Low temperature heat capacity of amorphous systems: physics at nano-scales

TL;DR

This paper investigates the low-temperature heat capacity of amorphous nano-scale systems, revealing universal spectral features and linear specific heat behavior that align with experimental observations, suggesting broad applicability to disordered materials.

Contribution

It introduces a novel analysis of dispersion forces in amorphous nano-scale solids, uncovering universal spectral forms and specific heat behavior at very low temperatures.

Findings

Universal semi-circle form of density of states

Linear specific heat below 1 K at nano-scales

Agreement with experimental data at macroscopic scales

Abstract

Contrary to previous studies of boson peak, we analyze the density of states and specific heat contribution of dispersion forces in an amorphous solid of nano-scales ($\sim 3 nm$).

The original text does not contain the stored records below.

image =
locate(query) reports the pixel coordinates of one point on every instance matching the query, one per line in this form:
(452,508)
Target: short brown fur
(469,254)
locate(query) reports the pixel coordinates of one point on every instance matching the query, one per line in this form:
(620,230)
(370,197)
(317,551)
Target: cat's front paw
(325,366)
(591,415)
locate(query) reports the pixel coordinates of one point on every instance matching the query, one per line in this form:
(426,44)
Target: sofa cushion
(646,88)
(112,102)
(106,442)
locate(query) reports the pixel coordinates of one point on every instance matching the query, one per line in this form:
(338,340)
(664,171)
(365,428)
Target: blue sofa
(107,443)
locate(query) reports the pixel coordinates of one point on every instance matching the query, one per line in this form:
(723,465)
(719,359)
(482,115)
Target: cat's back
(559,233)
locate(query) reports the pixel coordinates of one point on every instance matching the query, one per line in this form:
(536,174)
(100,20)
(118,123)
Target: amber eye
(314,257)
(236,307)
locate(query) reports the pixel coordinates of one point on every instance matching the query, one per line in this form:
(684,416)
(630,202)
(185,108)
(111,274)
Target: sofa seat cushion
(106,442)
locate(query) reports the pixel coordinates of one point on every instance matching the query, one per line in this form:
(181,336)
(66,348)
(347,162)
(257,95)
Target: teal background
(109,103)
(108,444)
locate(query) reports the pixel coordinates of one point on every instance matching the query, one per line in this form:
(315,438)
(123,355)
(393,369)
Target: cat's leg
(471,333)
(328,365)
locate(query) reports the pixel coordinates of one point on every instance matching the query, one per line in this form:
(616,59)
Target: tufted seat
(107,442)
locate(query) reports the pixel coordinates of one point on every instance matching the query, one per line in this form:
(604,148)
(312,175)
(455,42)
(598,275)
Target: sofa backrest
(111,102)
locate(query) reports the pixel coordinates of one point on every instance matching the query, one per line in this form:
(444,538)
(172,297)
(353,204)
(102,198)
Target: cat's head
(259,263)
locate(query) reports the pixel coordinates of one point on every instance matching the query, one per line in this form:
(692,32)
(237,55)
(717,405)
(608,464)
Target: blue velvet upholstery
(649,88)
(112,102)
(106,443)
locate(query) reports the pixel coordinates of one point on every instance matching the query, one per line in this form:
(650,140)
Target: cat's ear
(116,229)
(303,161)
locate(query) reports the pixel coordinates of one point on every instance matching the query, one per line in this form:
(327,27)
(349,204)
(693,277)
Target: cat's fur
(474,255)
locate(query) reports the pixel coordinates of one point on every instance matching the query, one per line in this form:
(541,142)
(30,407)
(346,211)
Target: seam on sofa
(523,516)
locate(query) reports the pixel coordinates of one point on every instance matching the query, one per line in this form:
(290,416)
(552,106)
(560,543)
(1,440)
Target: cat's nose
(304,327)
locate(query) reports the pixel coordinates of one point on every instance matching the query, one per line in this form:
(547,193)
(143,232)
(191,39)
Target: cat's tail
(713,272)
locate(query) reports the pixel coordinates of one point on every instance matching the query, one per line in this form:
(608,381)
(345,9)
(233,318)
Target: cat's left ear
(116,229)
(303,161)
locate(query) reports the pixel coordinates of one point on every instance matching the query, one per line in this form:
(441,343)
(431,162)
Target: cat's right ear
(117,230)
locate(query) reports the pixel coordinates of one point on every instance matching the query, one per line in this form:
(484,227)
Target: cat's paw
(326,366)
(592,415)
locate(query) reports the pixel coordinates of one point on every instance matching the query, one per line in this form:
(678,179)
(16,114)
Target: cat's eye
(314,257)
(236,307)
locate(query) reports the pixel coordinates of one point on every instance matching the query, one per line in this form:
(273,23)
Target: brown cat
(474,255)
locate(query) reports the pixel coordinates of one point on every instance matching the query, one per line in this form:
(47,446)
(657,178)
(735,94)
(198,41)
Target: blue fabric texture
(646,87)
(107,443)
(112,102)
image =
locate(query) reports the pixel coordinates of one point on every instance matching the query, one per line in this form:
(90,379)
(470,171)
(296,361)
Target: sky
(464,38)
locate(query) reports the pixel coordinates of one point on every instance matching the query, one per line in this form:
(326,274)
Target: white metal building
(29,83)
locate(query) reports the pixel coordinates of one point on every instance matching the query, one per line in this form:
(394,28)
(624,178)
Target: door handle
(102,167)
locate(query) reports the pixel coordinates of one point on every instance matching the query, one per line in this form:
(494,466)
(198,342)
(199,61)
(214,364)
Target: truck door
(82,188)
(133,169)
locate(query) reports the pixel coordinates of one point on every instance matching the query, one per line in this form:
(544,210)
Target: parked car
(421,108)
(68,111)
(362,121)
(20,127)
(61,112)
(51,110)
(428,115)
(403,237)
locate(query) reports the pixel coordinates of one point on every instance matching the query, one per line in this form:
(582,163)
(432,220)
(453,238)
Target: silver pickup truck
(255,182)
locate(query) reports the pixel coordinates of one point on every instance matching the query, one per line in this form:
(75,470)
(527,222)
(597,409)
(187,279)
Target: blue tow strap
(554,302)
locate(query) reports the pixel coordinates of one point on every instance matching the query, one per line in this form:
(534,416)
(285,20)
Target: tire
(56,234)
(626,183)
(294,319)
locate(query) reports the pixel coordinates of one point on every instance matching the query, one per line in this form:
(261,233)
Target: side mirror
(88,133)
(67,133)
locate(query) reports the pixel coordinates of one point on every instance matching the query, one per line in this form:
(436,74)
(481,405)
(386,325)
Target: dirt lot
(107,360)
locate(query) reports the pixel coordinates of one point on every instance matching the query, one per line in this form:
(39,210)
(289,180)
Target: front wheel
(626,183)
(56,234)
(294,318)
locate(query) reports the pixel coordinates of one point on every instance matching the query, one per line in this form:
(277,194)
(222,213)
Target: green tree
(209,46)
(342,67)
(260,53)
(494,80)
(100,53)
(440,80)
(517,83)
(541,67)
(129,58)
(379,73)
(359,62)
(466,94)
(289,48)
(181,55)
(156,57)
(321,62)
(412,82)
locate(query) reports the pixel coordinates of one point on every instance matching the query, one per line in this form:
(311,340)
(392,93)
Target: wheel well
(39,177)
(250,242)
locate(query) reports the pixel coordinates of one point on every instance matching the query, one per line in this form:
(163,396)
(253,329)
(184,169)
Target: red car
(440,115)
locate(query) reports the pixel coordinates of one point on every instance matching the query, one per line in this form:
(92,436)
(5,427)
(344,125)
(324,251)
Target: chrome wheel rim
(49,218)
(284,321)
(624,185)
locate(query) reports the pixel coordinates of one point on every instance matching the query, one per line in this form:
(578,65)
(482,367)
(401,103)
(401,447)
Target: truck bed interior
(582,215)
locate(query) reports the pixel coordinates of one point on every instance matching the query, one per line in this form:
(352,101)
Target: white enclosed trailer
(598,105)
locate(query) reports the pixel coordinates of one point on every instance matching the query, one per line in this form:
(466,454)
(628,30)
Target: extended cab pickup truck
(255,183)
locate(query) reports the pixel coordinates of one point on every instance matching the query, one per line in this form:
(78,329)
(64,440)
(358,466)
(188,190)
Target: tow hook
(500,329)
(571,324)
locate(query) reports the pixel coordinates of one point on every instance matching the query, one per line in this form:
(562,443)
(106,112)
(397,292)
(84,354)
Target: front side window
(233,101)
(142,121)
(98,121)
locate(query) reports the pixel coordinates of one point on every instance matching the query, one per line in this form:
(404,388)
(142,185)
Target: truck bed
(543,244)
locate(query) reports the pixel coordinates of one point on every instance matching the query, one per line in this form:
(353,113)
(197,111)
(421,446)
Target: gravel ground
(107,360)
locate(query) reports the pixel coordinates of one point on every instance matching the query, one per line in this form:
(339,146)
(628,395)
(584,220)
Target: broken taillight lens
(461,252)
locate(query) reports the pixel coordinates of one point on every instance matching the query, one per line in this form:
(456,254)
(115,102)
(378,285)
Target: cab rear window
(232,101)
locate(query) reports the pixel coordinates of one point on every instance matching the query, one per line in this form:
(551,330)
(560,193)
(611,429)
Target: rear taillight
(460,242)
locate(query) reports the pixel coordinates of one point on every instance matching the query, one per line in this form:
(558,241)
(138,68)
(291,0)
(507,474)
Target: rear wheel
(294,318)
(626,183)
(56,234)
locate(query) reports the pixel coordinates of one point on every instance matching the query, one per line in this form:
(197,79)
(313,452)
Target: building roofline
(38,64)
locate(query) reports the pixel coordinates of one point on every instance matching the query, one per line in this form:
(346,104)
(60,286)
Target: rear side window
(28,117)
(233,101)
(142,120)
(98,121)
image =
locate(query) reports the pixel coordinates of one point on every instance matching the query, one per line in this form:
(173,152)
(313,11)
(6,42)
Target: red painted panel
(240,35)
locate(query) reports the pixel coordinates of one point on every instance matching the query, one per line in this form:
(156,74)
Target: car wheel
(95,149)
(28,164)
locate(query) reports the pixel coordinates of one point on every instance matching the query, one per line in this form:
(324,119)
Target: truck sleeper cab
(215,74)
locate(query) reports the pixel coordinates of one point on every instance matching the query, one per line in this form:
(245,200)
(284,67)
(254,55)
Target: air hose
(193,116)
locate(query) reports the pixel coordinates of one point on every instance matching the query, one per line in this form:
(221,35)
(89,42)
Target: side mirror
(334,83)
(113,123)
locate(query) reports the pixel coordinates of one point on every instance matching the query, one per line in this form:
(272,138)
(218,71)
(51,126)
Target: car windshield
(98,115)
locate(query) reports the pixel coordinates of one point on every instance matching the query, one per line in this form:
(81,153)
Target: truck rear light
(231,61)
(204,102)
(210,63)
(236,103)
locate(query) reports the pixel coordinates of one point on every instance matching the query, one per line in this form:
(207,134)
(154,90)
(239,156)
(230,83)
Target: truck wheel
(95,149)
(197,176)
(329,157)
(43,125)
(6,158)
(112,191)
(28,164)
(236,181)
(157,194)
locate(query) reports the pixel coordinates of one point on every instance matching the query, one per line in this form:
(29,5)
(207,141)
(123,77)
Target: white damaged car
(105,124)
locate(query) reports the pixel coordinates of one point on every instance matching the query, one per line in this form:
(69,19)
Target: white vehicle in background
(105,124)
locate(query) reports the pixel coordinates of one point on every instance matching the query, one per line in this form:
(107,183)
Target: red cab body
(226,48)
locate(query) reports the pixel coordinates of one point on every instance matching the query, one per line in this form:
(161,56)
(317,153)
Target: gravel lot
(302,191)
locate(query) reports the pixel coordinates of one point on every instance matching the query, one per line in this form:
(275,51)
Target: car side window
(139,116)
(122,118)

Our analysis indicates a universal semi-circle form of the average density of states in the bulk of the spectrum along with a super-exponentially increasing behavior in its edge. The latter in turn leads to a specific heat, behaving linearly below $T < 1^o \; {\bf K}$ even at nano-scales, and, surprisingly agreeing with the experiments although the latter are carried out at macroscopic scales. The omnipresence of dispersion forces at microscopic scales indicates the application of our results to other disordered materials too.